А Елена Ольгердовна, глядя на него, рассуждала: «Совершенно не изменился. Только поседел ещё больше. И на вид не дашь больше сорока с чем-нибудь. Вот счастливец: все невзгоды — точно с гуся вода. Не похож на вдовца. Говорили, что с ним приплыла некая монашка, вроде его домоправительница. Может быть, у них преступная связь? Но тогда Феофан не достоин расписывать храмы... Если Киприан ему доверяет, значит — ничего противузаконного… Ах, да мне-то что? Пусть себе живёт, как ему охота. Надо перестать смотреть и думать о нём». И не могла.

Приблизительно неделю спустя встретила в Кремле Симеона Чёрного, шедшего из Чудова монастыря с озабоченным видом, и велела челяди, чтоб его позвали. Богомаз подошёл, низко поклонился и спросил, чем он может служить княгине.

   — Верно, что теперь ты являешься сродственником Греку?

   — Верно, матушка, верно. Породнился через младшего братца.

   — С Феофаном видишься?

   — Как не видеться, ежели вдвоём нам поручено расписать Успенский собор в Коломне! Вот ходил в Чудов монастырь поглядеть на ихнее «Умиление», ибо сделать хотим несколько иначе, проникновеннее, а по-фряжски говоря, «колоритнее»...

   — Передашь своему учителю, что желала бы его лицезреть?

   — Как не передать? Передам непременно. Будучи в Москве, он предстанет пред твоею светлостью обязательно.

   — Хорошо, ступай. На, держи монетку. Подари племяннику что-нибудь весёлое — деревянную сабельку или барабан. Да не говори, от кого. Будто от тебя.

   — Сделаю, как велено, матушка княгиня...

А она подумала: «Я сошла с ума. Для чего затеяла? Надо бы вернуть Симеона, отменить наказ. Нет, не стану. Будь что будет».

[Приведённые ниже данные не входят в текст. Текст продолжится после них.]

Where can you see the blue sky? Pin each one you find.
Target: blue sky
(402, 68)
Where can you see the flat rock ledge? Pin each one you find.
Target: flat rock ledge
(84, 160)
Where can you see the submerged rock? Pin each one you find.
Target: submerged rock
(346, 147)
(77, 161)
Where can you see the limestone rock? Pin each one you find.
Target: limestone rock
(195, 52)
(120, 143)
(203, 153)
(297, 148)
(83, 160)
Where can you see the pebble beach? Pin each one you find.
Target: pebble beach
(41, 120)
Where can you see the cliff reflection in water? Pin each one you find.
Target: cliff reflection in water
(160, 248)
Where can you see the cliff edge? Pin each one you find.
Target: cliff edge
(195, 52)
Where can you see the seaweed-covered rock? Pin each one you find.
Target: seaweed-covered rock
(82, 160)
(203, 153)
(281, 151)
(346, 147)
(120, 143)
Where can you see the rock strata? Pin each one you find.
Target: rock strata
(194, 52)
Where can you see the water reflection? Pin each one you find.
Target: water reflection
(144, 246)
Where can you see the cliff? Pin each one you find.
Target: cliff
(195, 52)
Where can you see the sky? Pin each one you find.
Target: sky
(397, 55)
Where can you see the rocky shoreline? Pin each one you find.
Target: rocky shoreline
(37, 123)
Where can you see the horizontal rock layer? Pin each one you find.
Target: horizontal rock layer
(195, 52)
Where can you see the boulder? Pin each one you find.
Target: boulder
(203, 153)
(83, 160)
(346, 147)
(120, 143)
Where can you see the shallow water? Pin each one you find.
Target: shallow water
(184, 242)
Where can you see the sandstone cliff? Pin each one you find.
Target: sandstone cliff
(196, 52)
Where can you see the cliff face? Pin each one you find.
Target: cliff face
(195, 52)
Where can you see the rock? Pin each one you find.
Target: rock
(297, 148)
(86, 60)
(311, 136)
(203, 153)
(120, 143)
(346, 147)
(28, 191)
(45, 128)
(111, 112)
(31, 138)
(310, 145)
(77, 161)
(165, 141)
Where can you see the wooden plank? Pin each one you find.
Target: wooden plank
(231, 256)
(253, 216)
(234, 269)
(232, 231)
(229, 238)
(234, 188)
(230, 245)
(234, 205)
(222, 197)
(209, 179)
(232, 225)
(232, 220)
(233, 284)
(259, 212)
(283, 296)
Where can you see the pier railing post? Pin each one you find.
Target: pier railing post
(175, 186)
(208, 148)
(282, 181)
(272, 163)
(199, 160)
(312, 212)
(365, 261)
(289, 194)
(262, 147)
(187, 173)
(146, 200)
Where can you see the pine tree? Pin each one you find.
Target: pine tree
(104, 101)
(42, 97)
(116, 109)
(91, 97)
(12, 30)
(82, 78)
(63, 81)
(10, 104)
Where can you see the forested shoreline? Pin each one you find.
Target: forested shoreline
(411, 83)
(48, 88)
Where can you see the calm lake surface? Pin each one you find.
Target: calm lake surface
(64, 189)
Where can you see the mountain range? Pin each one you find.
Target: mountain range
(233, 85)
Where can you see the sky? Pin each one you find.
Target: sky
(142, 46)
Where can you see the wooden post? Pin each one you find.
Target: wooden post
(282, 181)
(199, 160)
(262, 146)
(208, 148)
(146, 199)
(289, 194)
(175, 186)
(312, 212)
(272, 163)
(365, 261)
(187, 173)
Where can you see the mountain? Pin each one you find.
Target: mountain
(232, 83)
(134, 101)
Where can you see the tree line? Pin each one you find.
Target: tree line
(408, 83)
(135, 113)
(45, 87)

Дорифор встретил сообщение Чёрного без особого интереса. Равнодушно бросил:

   — А зачем, сказала?

   — Нет, «желаю видеть» — и всё.

   — Видимо, для росписи собственных палат.

   — Верно, не иначе.

Софиану, погрузившемуся в работу, было, как и раньше, не до посторонних вещей. Сам Успенский собор его вдохновлял — величавый, из тёсаного камня. К трём дверям вела высокая лестница, со скульптурной каймой во всю ширину её стен. Косяки дверей и окон — отшлифованные колонны. Три солидных купола с позолоченными крестами, крыша похожа на кедровую шишку. Главный купол — над главной люстрой и главным алтарём. Два других — над другими алтарями. Некогда главный купол обрушился, предзнаменовав набег Тохтамыша, но затем был отстроен заново. Именно под ним и предполагалось разместить Богоматерь с младенцем и само Успение.

Феофан писал Богородицу. Пресвятая Дева получилась у него несравненно душевнее, мягче, чем на Ильине улице в Новгороде, с более тёплыми чертами, розоватостью щёк и носа, обнажённой высокой шеей. Из-под темно-красного мафория виден синий чепец. Звёздочка на мафории сдвинута к Иисусу. Золотистая рубашка ребёнка вся исходит святым сиянием. Выразительными вышли лица обоих: белые мазки по тёмной санкири. Фон ликующе светлый. Это было, пожалуй, лучшее «Умиление» за всю его жизнь.

А «Успение» создавали вместе с Симеоном и Даниилом Чёрными. Те писали апостолов и скончавшуюся Марию, башни плакальщиц, а учитель — фигуру Христа и пурпурного Серафима над Ним. Тёмные одежды Спасителя контрастировали с ярким Серафимом и горящей красной свечой внизу. Цветовое решение фрески было необычно для Грека, он давно не писал столь насыщенными красками. Вроде вспомнил молодость. Или, наоборот, помолодел, поселившись в Московии?..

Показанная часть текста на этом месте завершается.